El secretario de Relaciones Exteriores, Marcelo Ebrard, negó hoy que México haya aceptado la condición de "tercer país seguro" que implique recibir a los migrantes que buscan asilo en Estados Unidos mientas se resuelve su solicitud.
"No existe un tercer país seguro. Reiteramos que México no ha aceptado en ninguna condición el estatus de tercer país seguro para personas que buscan acceder a Estados Unidos. México no acepta ni aceptará un tratado así", aseguró.

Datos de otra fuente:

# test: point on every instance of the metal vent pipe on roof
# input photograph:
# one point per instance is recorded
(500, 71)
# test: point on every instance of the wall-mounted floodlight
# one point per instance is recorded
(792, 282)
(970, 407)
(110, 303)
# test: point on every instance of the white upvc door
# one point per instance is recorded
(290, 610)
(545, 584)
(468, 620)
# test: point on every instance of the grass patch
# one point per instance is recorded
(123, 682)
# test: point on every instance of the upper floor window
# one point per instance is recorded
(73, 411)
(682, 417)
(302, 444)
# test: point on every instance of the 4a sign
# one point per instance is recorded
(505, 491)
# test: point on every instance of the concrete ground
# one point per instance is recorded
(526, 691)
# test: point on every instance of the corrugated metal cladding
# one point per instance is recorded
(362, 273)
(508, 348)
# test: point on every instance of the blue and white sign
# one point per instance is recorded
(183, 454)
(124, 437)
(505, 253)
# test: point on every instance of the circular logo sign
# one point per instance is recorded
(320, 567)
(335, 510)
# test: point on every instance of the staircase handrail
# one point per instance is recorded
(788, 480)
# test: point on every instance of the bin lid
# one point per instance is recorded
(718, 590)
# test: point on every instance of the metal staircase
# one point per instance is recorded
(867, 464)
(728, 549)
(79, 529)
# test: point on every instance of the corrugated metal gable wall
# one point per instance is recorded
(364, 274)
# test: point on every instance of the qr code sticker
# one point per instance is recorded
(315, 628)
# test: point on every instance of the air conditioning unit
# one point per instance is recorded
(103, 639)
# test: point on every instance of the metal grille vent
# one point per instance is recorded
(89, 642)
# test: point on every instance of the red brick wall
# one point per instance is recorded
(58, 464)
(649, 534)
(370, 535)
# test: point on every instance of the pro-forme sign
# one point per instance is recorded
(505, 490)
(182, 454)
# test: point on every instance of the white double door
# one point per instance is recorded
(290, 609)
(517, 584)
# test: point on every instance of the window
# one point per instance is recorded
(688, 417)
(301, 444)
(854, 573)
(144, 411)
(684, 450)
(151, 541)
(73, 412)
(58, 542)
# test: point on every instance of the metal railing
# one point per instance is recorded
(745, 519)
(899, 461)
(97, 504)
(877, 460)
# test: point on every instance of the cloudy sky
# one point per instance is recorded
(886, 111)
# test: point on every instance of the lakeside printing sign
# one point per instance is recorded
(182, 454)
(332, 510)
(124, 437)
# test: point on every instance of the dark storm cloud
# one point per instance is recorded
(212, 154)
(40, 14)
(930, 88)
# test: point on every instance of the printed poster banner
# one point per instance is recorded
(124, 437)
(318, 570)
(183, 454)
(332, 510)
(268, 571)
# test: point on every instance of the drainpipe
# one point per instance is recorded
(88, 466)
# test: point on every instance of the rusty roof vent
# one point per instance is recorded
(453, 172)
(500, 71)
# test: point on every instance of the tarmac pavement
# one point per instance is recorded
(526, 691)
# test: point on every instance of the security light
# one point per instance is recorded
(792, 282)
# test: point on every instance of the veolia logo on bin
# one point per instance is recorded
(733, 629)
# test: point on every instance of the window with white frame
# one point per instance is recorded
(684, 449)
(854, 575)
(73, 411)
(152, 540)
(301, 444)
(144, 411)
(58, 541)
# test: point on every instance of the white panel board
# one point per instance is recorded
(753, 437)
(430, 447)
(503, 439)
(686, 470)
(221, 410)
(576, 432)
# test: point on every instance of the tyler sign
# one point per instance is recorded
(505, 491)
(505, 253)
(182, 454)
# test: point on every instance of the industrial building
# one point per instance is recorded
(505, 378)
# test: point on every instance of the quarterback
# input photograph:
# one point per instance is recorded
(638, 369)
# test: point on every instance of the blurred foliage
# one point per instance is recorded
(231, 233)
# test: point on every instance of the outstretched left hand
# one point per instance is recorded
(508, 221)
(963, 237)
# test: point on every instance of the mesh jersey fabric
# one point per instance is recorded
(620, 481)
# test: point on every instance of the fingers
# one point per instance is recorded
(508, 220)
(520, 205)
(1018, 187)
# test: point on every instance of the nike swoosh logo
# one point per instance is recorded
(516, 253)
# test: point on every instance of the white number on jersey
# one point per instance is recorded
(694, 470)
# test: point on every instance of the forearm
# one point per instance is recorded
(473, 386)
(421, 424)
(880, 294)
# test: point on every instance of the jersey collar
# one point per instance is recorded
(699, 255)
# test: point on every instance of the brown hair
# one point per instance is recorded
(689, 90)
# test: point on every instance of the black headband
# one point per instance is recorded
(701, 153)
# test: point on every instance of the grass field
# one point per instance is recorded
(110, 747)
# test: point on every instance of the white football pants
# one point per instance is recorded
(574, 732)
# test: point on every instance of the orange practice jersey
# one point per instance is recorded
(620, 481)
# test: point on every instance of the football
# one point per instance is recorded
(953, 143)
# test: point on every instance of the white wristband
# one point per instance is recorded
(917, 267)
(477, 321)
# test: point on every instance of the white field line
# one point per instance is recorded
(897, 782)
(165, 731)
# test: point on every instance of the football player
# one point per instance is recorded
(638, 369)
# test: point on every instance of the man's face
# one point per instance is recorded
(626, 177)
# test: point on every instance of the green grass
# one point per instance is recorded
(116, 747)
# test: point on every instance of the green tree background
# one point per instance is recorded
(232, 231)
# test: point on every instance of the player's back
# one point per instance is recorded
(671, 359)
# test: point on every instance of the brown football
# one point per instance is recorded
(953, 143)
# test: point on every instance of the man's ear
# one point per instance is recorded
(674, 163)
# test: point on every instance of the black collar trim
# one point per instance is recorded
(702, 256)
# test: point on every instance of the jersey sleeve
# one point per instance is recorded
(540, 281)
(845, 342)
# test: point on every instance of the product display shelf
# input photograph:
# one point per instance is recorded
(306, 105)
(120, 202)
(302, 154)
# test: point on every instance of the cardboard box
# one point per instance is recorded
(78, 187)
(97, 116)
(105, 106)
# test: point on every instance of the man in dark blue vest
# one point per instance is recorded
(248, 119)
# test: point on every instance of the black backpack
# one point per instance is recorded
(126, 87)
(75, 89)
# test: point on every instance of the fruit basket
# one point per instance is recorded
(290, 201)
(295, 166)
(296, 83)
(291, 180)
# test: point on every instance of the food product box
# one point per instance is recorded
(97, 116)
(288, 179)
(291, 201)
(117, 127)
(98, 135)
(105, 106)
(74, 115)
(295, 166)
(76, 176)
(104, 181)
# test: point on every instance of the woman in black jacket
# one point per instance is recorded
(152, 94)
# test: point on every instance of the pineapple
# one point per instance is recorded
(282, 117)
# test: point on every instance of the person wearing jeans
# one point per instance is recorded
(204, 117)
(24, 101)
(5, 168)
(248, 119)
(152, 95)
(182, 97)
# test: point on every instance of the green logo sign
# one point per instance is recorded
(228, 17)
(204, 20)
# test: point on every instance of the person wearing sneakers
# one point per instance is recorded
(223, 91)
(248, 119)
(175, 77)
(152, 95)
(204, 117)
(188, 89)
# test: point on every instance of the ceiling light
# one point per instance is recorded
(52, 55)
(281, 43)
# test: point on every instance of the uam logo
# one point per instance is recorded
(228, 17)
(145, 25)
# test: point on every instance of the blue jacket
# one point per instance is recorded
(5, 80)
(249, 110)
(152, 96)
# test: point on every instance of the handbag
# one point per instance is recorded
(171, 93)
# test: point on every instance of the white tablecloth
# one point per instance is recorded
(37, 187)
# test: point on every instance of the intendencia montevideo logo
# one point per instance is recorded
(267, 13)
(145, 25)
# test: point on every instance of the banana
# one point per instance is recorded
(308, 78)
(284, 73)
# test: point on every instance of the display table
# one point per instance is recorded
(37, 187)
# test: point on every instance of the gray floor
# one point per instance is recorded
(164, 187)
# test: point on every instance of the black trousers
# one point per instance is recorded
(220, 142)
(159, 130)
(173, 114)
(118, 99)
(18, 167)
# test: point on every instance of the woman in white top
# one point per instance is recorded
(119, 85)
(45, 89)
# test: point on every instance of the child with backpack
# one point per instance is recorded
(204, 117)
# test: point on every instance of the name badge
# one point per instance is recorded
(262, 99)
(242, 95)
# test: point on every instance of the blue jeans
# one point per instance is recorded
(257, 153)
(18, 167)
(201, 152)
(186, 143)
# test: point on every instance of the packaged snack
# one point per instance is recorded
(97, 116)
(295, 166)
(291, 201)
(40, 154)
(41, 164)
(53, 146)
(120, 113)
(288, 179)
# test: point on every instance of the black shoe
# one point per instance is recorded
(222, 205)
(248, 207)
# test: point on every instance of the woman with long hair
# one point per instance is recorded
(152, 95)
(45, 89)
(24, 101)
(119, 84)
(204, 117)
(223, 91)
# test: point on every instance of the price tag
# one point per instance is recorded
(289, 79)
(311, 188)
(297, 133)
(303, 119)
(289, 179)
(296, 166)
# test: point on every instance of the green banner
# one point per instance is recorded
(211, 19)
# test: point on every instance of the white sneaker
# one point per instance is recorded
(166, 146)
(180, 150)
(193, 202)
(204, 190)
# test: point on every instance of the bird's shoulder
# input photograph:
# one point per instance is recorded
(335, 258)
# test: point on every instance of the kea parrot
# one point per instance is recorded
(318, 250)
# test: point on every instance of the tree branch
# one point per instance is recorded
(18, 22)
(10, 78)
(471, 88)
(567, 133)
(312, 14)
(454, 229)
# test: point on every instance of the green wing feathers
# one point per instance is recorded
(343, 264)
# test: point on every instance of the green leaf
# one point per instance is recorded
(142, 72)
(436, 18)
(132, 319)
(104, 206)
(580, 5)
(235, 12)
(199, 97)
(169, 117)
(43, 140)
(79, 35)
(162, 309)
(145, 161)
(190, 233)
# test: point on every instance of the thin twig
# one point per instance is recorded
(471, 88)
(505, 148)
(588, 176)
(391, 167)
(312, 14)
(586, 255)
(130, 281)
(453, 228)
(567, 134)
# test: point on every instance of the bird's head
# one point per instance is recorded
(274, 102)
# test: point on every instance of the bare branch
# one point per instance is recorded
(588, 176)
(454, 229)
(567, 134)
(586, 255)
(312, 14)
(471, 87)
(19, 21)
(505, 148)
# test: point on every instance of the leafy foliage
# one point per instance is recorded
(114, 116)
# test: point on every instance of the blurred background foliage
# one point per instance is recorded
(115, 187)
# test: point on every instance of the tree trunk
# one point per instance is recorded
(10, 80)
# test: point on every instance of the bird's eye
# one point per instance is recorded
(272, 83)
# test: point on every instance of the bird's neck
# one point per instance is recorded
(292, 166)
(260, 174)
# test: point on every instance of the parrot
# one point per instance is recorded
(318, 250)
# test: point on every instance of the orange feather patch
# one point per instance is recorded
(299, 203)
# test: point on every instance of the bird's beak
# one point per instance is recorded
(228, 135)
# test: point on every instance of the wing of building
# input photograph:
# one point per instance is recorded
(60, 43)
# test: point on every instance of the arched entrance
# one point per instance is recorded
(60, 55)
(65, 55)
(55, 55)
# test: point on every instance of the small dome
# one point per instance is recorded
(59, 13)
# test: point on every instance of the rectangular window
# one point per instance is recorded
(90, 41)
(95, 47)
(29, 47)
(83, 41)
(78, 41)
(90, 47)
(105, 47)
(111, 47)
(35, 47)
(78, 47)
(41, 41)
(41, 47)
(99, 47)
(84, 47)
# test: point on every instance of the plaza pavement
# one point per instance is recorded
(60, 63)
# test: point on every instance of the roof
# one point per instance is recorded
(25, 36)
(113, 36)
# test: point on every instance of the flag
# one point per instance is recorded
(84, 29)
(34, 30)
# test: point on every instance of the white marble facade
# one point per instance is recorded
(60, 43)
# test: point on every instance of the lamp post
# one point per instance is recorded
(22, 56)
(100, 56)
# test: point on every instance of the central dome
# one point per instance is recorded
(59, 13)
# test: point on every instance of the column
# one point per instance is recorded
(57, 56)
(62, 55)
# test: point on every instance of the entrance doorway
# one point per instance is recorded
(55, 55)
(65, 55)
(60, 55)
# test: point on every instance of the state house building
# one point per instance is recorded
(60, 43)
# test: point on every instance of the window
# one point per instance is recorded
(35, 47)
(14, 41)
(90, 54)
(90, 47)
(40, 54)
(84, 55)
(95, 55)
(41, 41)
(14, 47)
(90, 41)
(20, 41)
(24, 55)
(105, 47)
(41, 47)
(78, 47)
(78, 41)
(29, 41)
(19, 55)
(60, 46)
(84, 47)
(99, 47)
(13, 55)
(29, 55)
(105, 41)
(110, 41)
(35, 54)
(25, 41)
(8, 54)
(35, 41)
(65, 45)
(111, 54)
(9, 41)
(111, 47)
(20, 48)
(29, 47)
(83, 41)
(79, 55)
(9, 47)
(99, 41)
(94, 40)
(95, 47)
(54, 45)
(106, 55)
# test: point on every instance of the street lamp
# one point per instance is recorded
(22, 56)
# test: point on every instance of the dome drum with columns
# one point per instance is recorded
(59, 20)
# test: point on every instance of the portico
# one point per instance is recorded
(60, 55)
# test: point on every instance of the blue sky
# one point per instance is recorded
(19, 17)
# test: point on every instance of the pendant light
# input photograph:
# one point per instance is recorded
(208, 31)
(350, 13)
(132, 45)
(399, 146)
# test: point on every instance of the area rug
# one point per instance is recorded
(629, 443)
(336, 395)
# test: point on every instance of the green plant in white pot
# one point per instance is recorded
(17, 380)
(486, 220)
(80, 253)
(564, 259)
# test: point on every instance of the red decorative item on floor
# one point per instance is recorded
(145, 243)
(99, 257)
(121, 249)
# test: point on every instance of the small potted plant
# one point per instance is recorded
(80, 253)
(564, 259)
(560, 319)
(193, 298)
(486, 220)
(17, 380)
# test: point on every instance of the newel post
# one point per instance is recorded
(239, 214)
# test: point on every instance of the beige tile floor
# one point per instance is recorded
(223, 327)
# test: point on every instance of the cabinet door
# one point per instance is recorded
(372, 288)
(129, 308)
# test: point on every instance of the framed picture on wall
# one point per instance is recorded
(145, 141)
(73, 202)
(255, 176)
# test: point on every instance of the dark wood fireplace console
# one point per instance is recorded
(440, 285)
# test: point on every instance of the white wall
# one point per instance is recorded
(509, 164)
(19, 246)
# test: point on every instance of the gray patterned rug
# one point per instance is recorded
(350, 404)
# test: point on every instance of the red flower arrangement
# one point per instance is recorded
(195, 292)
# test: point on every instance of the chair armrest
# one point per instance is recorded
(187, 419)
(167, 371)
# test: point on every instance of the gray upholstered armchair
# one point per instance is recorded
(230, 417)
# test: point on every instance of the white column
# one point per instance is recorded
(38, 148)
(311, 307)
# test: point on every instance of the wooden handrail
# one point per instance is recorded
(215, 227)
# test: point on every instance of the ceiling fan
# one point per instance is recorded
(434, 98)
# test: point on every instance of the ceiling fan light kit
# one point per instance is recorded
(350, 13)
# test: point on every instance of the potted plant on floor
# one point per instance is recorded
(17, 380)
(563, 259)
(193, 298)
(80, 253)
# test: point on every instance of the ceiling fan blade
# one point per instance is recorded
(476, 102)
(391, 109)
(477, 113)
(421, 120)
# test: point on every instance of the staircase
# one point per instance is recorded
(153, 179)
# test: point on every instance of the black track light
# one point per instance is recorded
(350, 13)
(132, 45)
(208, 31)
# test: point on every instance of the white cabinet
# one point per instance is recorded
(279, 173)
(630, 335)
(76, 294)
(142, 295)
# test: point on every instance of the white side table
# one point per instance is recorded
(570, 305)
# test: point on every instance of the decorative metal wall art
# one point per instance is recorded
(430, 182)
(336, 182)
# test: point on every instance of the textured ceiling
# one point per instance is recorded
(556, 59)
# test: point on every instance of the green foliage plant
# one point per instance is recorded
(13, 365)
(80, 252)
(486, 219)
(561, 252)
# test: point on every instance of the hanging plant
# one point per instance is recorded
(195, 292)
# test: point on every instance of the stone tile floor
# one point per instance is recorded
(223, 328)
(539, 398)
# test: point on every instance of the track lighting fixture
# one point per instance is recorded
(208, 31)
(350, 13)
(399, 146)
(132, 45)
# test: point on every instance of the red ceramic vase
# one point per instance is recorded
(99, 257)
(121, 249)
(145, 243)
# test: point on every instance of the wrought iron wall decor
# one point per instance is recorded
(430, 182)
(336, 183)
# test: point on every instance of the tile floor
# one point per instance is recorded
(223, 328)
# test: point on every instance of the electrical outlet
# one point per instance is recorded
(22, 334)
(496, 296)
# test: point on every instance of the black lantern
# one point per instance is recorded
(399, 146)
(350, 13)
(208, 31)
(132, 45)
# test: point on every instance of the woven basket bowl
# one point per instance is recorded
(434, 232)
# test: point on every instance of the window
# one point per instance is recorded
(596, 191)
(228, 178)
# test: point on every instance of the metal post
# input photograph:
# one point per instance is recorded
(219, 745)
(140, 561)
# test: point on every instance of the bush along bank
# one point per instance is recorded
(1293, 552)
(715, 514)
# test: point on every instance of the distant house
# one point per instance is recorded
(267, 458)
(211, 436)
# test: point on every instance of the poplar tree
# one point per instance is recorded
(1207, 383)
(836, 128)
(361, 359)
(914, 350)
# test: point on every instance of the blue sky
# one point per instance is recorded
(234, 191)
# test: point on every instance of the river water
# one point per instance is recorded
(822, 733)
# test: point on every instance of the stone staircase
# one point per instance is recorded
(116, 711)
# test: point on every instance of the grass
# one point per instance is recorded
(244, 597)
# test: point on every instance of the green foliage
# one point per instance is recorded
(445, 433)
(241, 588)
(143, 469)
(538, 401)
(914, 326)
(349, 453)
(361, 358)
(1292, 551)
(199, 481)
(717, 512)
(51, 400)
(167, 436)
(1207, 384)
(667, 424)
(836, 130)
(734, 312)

En una conferencia de prensa, el canciller enfatizó que la disposición anunciada el 20 de diciembre en Washington en el sentido de que se devolverá a México a los migrantes que accedan irregularmente a Estados Unidos por la frontera común, incluidos los solicitantes de asilo, no es bilateral.
Señaló que se solicitará al Gobierno estadounidense toda la información sobre esta decisión, y añadió que las Secretarías de Relaciones Exteriores y de Gobernación privilegiarán los derechos humanos y la ayuda humanitaria a los migrantes en el territorio nacional.
"Hoy en día para los migrantes que transitan en el país, la experiencia se califica como un horror. La instrucción que tenemos del presidente (Andrés Manuel López Obrador) es que sea la dimensión humana la que regule toda la política migratoria mexicana y con el esfuerzo del Gobierno esa política sea timbre de orgullo para México y referente en el mundo", dijo.
DERECHOS HUMANOS
El Gobierno de México aceptó ayer la sentencia de la Corte Interamericana de Derechos Humanos (CorteIDH) que responsabiliza al Estado mexicano de violaciones a derechos humanos contra 11 mujeres por parte de policías en 2006 en el municipio de Atenco.
La secretaria de Gobernación, Olga Sánchez Cordero, destacó en una conferencia de prensa que la decisión de acatar la resolución de la CorteIDH sobre el caso Atenco "es muy importante" por ser la primera vez que México acepta una recomendación de este organismo internacional.